Glial pathology and retinal neurotoxicity in the anterior visual pathway in experimental autoimmune encephalomyelitis

Jing Jin, Matthew D. Smith, Calvin J. Kersbergen, Tae-In Kam, Mayuri Viswanathan, Kyle Martin, Ted M Dawson, Valina Dawson, Donald J Zack, Katharine Whartenby, Peter Calabresi

Research output: Contribution to journalArticle

Abstract

The animal model experimental autoimmune encephalomyelitis (EAE) has been used extensively in the past to test mechanisms that target peripheral immune cells for treatment of multiple sclerosis (MS). While there have been some notable successes in relapsing MS, the development of therapies for progressive multiple sclerosis (MS) has been hampered by lack of an appropriate animal model. Further, the mechanisms underlying CNS inflammation and neuronal injury remain incompletely elucidated. It is known that the MOG 35-55 EAE mouse model does not have insidious behavioral progression as occurs in people with MS, but there is significant neuronal and axonal injury in EAE, as a result of the inflammation. In the present study, we describe the time course of glial activation and retinal neurodegeneration in the EAE model, and highlight the utility of studying the anterior visual pathway for modeling mechanisms of neuronal injury that may recapitulate critical aspects of the pathology described in people with MS following optic neuritis and subclinical optic neuropathy. We show that A1 neurotoxic astrocytes are prevalent in optic nerve tissue and retina, and are associated with subsequent RGC loss in the most commonly used form of the EAE model induced by MOG 35-55 peptide in C57/B6 mice. We developed a semi-automatic method to quantify retinal ganglion cells (RGC) and show that RGCs remain intact at peak EAE (PID 16) but are significantly reduced in late EAE (PID 42). Postsynaptic proteins and neurites were also compromised in the retina of late EAE mice.

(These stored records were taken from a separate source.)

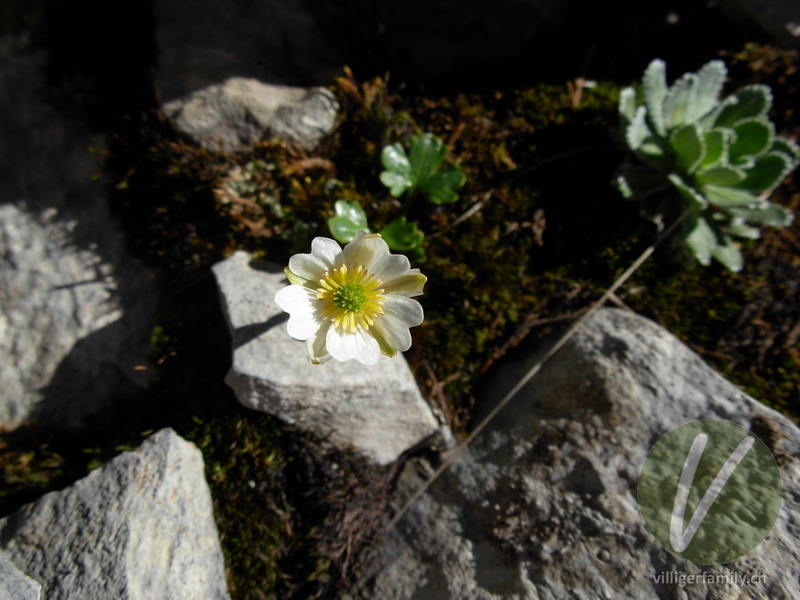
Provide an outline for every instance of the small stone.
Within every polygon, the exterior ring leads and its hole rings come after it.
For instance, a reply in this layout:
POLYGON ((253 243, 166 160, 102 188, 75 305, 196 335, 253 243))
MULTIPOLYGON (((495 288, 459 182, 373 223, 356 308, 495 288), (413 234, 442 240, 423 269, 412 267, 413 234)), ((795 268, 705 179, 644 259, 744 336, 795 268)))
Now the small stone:
POLYGON ((249 408, 280 417, 377 464, 388 464, 440 431, 402 356, 312 365, 305 342, 289 337, 275 294, 283 270, 236 252, 213 268, 231 330, 225 381, 249 408))
POLYGON ((338 104, 327 89, 232 77, 167 102, 175 128, 208 150, 232 152, 278 137, 306 150, 333 131, 338 104))

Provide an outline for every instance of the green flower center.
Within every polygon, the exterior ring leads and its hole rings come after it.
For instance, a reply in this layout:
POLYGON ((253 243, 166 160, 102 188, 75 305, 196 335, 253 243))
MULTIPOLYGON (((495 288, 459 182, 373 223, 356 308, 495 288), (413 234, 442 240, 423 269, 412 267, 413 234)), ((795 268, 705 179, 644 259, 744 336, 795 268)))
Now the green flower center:
POLYGON ((375 324, 383 314, 381 281, 367 272, 363 265, 348 269, 342 265, 322 275, 317 288, 317 300, 324 319, 330 319, 334 327, 347 333, 355 333, 357 327, 365 331, 375 324))
POLYGON ((333 304, 345 312, 359 312, 364 308, 367 295, 357 283, 345 283, 333 293, 333 304))

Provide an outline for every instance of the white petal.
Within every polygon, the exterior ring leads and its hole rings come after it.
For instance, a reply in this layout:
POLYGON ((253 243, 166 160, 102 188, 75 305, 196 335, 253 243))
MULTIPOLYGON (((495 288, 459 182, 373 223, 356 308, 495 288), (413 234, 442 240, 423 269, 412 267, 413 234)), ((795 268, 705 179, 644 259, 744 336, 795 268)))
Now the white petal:
MULTIPOLYGON (((342 250, 342 257, 348 267, 363 265, 367 271, 375 275, 378 267, 389 254, 389 246, 376 233, 358 232, 353 241, 342 250)), ((405 258, 405 257, 404 257, 405 258)), ((406 259, 406 262, 408 259, 406 259)), ((376 275, 377 276, 377 275, 376 275)))
POLYGON ((411 347, 409 327, 422 323, 422 306, 416 300, 405 296, 389 296, 383 303, 384 314, 375 319, 375 329, 395 350, 405 352, 411 347))
POLYGON ((311 241, 311 254, 324 261, 328 267, 333 267, 336 257, 342 251, 335 240, 326 237, 315 237, 311 241))
POLYGON ((325 341, 328 352, 339 361, 355 359, 365 365, 374 365, 381 356, 378 340, 361 327, 357 327, 354 333, 340 332, 331 327, 325 341))
POLYGON ((300 285, 290 285, 275 294, 275 303, 289 313, 286 331, 296 340, 307 340, 319 329, 313 292, 300 285))
POLYGON ((383 302, 383 310, 387 315, 401 320, 406 327, 416 327, 425 320, 422 305, 405 296, 387 296, 383 302))
POLYGON ((428 278, 419 272, 419 269, 409 269, 408 273, 391 280, 382 280, 385 294, 399 294, 401 296, 419 296, 428 278))
POLYGON ((319 331, 306 340, 306 353, 308 360, 317 365, 323 365, 331 359, 331 355, 325 345, 328 336, 328 328, 331 322, 326 321, 319 328, 319 331))
POLYGON ((408 325, 392 316, 384 315, 375 320, 372 326, 376 330, 376 335, 383 338, 389 348, 393 351, 405 352, 411 348, 411 332, 408 325))
POLYGON ((408 273, 411 263, 402 254, 387 254, 372 264, 370 273, 383 282, 397 279, 408 273))
POLYGON ((334 240, 316 237, 311 242, 311 254, 295 254, 289 259, 289 269, 300 277, 319 281, 325 271, 333 268, 340 252, 341 248, 334 240))

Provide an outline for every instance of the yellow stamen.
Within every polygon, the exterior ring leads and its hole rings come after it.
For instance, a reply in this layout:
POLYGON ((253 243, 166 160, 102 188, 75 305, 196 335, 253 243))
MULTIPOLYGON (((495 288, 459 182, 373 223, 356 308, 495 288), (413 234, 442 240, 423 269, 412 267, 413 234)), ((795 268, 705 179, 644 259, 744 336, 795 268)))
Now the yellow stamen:
POLYGON ((364 265, 326 271, 317 288, 322 317, 347 333, 355 333, 358 327, 368 330, 384 314, 381 305, 386 297, 381 284, 364 265))

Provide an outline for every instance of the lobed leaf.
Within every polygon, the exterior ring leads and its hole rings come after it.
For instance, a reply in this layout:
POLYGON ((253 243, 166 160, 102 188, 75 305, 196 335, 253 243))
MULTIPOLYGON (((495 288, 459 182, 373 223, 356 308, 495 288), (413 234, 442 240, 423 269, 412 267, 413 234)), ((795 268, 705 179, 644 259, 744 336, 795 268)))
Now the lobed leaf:
POLYGON ((703 196, 698 190, 686 183, 683 178, 677 173, 670 173, 667 179, 675 186, 681 196, 694 204, 697 208, 705 208, 708 206, 708 199, 703 196))
POLYGON ((697 107, 697 86, 697 75, 686 73, 669 88, 664 98, 667 130, 692 122, 697 107))
POLYGON ((732 163, 761 156, 775 141, 775 126, 766 118, 745 119, 736 123, 733 129, 736 141, 728 153, 732 163))
POLYGON ((695 181, 699 186, 706 185, 736 185, 744 181, 747 174, 744 170, 731 165, 720 165, 699 171, 695 175, 695 181))
POLYGON ((728 70, 721 60, 712 60, 697 72, 697 97, 692 121, 707 115, 717 106, 727 74, 728 70))
POLYGON ((676 129, 669 136, 669 143, 675 152, 675 162, 684 173, 693 173, 705 156, 705 139, 700 127, 695 123, 676 129))
POLYGON ((758 204, 758 198, 746 190, 721 185, 703 186, 703 196, 717 207, 752 206, 758 204))
POLYGON ((800 147, 797 146, 794 140, 777 136, 771 149, 775 152, 783 152, 789 156, 792 159, 792 164, 795 166, 797 166, 797 162, 800 161, 800 147))
POLYGON ((717 235, 699 212, 686 217, 684 242, 701 265, 711 264, 711 255, 717 245, 717 235))
POLYGON ((706 154, 698 168, 706 169, 720 163, 726 164, 731 144, 736 139, 736 132, 733 129, 720 127, 706 132, 704 139, 706 154))
POLYGON ((645 139, 652 137, 653 132, 647 126, 647 109, 640 106, 636 109, 628 127, 625 128, 625 141, 634 152, 639 149, 645 139))
POLYGON ((717 127, 731 127, 744 119, 766 117, 772 106, 772 92, 761 84, 746 85, 728 98, 735 102, 719 112, 714 122, 717 127))
POLYGON ((648 167, 623 165, 616 177, 617 189, 628 199, 642 199, 667 187, 664 175, 648 167))
POLYGON ((433 204, 450 204, 458 200, 458 190, 467 181, 464 172, 455 165, 442 169, 422 185, 428 201, 433 204))
POLYGON ((447 147, 433 134, 426 133, 411 139, 408 160, 411 163, 411 181, 421 186, 442 165, 447 147))
POLYGON ((337 200, 334 204, 336 216, 328 219, 328 228, 337 242, 350 242, 359 231, 369 231, 367 215, 361 205, 346 200, 337 200))
POLYGON ((399 142, 384 147, 383 152, 381 152, 381 164, 387 171, 411 177, 411 163, 408 160, 405 148, 399 142))
POLYGON ((627 126, 636 114, 636 90, 626 87, 619 93, 619 114, 623 125, 627 126))
POLYGON ((386 169, 380 174, 381 183, 389 188, 392 196, 397 198, 412 186, 411 163, 402 144, 385 146, 381 152, 381 164, 386 169))
POLYGON ((411 179, 393 171, 383 171, 380 174, 380 180, 383 185, 389 188, 389 193, 394 198, 402 196, 403 192, 411 187, 411 179))
POLYGON ((725 212, 751 225, 786 227, 794 221, 794 213, 791 210, 767 201, 755 208, 727 208, 725 212))
POLYGON ((378 233, 392 250, 411 250, 421 246, 425 237, 416 223, 408 223, 405 217, 396 218, 378 233))
POLYGON ((729 235, 722 235, 721 242, 717 243, 711 250, 711 255, 720 263, 725 265, 734 273, 742 270, 744 259, 739 246, 729 235))
POLYGON ((664 98, 667 95, 667 66, 661 59, 653 60, 642 78, 644 103, 653 129, 661 136, 667 135, 664 120, 664 98))
POLYGON ((726 226, 726 230, 730 235, 744 238, 747 240, 757 240, 761 237, 761 230, 758 227, 747 225, 741 219, 734 219, 726 226))
POLYGON ((783 152, 769 152, 755 160, 747 178, 736 187, 755 193, 772 190, 794 168, 792 159, 783 152))

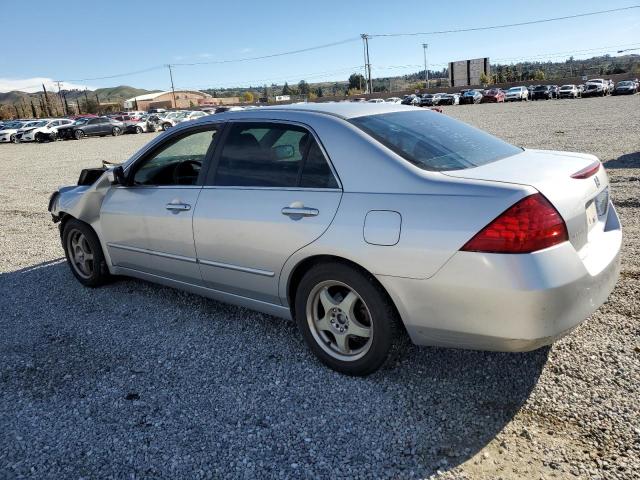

The retinal pathology manifests weeks after the microglial and astrocyte activation, which were prominent in optic nerve tissues at PID 16. Microglia expressed iNOS and had increased gene expression of C1q, TNF-α, and IL-1α. Astrocytes expressed high levels of complement component 3 and other genes associated with A1 neurotoxic astrocytes. Our data suggest that EAE can be used to study the pathobiology of optic neuropathy and to examine the preclinical neuroprotective effects of drugs that target activation of neurotoxic A1 astrocytes.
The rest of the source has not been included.